Our paper demonstrates that neuronal activity-dependent calcium elevations in glial cell astrocytes propagate to perivascular astrocyte endfeet and trigger there the release of arachidonic acid metabolites which dilate cerebral blood vessels. Our paper thus reveals a new function of astrocytes as central mediators of activity-dependent cerebral blood flow regulation, commonly referred to as functional hyperemia. As such, our paper represents a step towards a full understanding of the cellular and molecular mechanism of a phenomenon which is fundamental to brain function.

“An implication of our findings is that a defect in astrocyte function may lead to a defect in the regulation of cerebral blood flow.”

Our paper reveals a novel and, to some extent, surprising, function of astrocytes in the brain. As a result of our finding, new work has been done, including a series of in vivo experiments, which confirms the key role of neuronal activity-dependent calcium elevations in astrocytes in the regulation of cerebral blood flow. In addition, a number of laboratories intensified their ongoing efforts or initiated new studies for fully elucidating the function of astrocytes in both the normal and diseased brain.

Neurons from a specific brain region are activated by distinct stimuli. For example, neurons in the auditory cortex are highly active while listening to a concert. To satisfy the increased demand for energetic metabolites and oxygen, the blood flow in that active region must increase in a temporally and spatially coordinated manner. This phenomenon is fundamental to brain function.

Although it was first described by the Italian physiologist Angelo Mosso (1846–1910) and later by the British physiologist Charles Scott Sherrington (1857-1952) more than a century ago, its mechanism remained elusive for a long time. Our study reveals that a non-neuronal cell, such as the glial cell astrocyte—once thought to have only neuron-supportive functions—plays a crucial role in this phenomenon.

Retrospectively, astrocytes are obviously suited to play such a role since their processes are in close contact with neuronal synapses on the one side, and with cerebral vessels on the other. Thus, highly active neurons can tell nearby astrocytic processes that they need more energy. This request, in the form of intracellular calcium oscillations, diffuses to astrocytic processes in contact with a blood vessel and, through the release of vasoactive agents, results in its dilation. The net result is a local increase in blood flow.

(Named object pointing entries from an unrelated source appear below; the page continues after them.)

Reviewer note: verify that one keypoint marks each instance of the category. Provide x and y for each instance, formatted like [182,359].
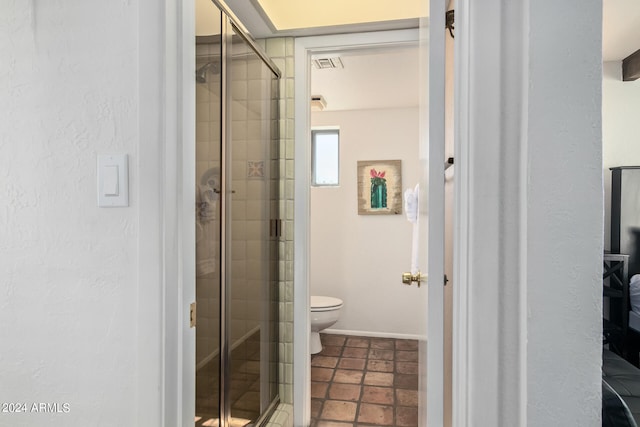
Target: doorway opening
[318,48]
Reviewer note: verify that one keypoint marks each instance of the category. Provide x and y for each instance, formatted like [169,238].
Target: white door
[438,371]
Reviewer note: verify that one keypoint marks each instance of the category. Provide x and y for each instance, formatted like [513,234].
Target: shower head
[201,73]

Briefly then, our paper provides a plausible cellular and molecular mechanism for neuronal activity-dependent cerebral blood flow regulation.

An implication of our findings is that a defect in astrocyte function may lead to a defect in the regulation of cerebral blood flow. This represents a clue for understanding the mechanism at the basis of brain disorders that have an important vascular component such as stroke, migraine, and Alzheimer’s disease. Finally, our work could help the interpretation of data from modern brain imaging studies, such as functional magnetic resonance imaging (fMRI), which rely on local changes in cerebral blood flow to monitor the parallel changes in brain activity.

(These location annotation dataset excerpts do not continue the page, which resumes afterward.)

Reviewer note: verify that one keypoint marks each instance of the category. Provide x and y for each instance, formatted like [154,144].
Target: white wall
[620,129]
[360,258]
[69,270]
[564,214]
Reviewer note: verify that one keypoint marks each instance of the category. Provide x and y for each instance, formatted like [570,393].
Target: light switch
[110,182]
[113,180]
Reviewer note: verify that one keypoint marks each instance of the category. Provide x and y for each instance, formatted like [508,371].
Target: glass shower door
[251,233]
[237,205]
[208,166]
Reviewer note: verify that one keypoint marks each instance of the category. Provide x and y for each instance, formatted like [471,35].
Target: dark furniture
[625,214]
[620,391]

I was always interested in studying the rules governing neuronal plasticity. Roughly 10 years ago, my work focused on the possible role of neurotrophins as modulators of glutamate-mediated calcium elevations in neurons. I was attracted by the behavior of the astrocytes that were present in the culture dish. In response to glutamate application, these cells displayed long-lasting calcium oscillations, by far a more fascinating response than the steady-state calcium increase displayed by neurons. Since that time, I have been studying neuronal plasticity, taking into account the possibility that astrocytes strictly cooperate with neurons to make the brain function properly.

Comprehensibly, the emerging novel view of astrocytes was initially not accepted. However, as new, convincing experimental studies appeared in the literature, the scientific community was less and less reluctant in assigning to these glial cells functions once thought to be a business exclusive of neuronal cells.

The emerging view attributes to astrocytes distinct roles in important functional processes in the brain. We need now to proceed rigorously in testing the intriguing possibility that a defect in the multiple actions of astrocytes contributes to the genesis and/or development of brain disorders such as epilepsy, stroke, migraine, and Alzheimer’s disease. Results from the new studies will clarify whether or not these cells could be potential targets for the development of novel, more efficacious, therapeutic approaches for these diseases.